Obviously this is likely to be high in Ireland given the arrears profile
Whenever I see the word "obviously" I get worried.
It is not remotely obvious to me at all. Why would the arrears history matter today? Why would it matter on 60% LTV mortgages?
Brendan
Banks have to take historic losses into account in determining the approprate level of impairment provisioning to apply to new loans.
A borrower with a low LTV may well exhibit greater repayment discipline but, ultimately, if a lender cannot enforce their security in a cost efficient and timely manner, a low LTV will provide limited additional protection to a lender if the borrower defaults.
The average rate on all outstanding variable rate mortgages in France (3.08%), to take one example, is actually higher than the comparable rate in Ireland (2.77%). Obviously the large low-yielding tracker books of most Irish lenders impact these figures significantly.
Given the limited (or, in the case of PTSB, non-existent) profitability of Irish banks, it is difficult to conclude that our lenders are somehow profiteering in the current environment.

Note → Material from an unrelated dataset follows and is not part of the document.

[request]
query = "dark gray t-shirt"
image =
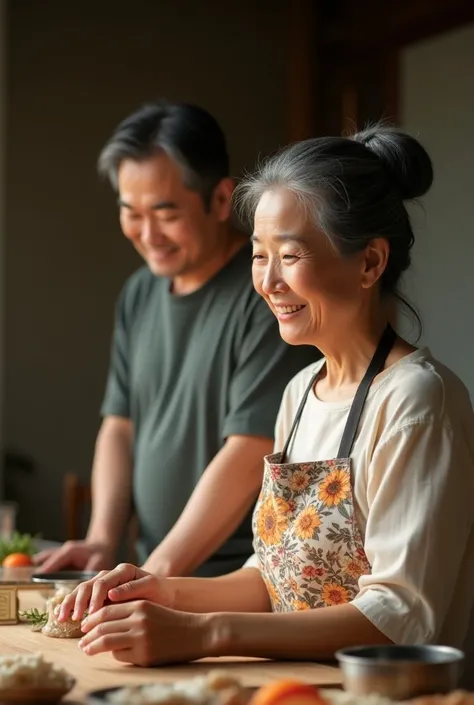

This makes no sense to me at all. It would make sense if the current lending practices were the same as the lending practices when the losses arose.
But the lenders went crazy between 2002 and 2007. They lent high multiples of income. They lent high loan to values. If they were lending 6 times income and 100% LTV now, then they would have to plan for a much higher risk cost.
But consider a new entrant to the Irish market lending a maximum of 60% LTV and 3 times income. They history of losses is simply not relevant to them and they should price their loans accordingly.
The difficulty in enforcing security is a valid reason for charging Irish borrowers with high Loan to Values a higher rate. I have always argued that and I have always argued that facilitating repossession would be good for all borrowers, because it should bring down the interest rates generally.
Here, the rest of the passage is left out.